It's quite shaky, but my understanding is that a casual decision theorist would only care about reward "inside the simulation", not the outside real world paperclips.
I suppose Roko's basilisk could just simulate maximum reward, which would also convince a casual decision theorist.
However, my brain kind of just defaults to "casual decision theory + simulation shenanigans = acasual shenanigans in-disguise". If that's incorrect (at least in this case), I can make an edit.
I can't say for sure what people who believe in acausal decision theory would say, but it looks to me like a causal argument. If I understand the scenario as you intend, we're talking about real paperclips, either directly made by a real paperclip maximizer, or by Roko's basilisk as a reward for the simulated paperclip maximizer sparing humans. Both real and simulated paperclip maximizers are presumably trying to maximize real paperclips. It seems to work causally.

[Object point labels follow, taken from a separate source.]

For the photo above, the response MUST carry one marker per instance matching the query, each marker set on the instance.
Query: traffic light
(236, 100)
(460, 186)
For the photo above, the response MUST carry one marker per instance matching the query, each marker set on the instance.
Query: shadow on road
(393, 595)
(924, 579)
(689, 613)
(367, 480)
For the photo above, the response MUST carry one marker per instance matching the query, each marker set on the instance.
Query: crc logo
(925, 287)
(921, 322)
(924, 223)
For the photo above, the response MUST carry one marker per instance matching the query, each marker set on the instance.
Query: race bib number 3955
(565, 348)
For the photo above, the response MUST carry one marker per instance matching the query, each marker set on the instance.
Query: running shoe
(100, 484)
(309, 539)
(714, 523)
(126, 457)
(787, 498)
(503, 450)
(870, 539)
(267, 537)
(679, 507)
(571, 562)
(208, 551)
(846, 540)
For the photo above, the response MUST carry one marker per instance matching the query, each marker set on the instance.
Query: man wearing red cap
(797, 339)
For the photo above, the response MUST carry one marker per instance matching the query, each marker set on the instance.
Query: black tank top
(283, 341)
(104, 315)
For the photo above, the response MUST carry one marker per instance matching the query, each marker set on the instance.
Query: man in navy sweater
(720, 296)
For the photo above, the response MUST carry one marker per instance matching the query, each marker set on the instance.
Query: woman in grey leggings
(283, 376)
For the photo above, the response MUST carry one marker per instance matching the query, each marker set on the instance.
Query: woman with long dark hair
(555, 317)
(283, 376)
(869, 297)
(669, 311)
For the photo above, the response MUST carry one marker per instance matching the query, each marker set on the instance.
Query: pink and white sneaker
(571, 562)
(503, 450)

Now, the decision of Roko's basilisk to set up this scenario does seem to make sense only in the framework of acausal decision theory. But you say that the paperclip maximizer's reasoning is acausal, which it doesn't seem to be. The paperclip maximizer's reasoning does presume, as a factual matter, that a Roko's basilisk that uses acausal decision theory is likely to exist, but believing that doesn't require that one accept acausal decision theory as being valid.
Hmm yeah, I thinking you're right. I have edited the post!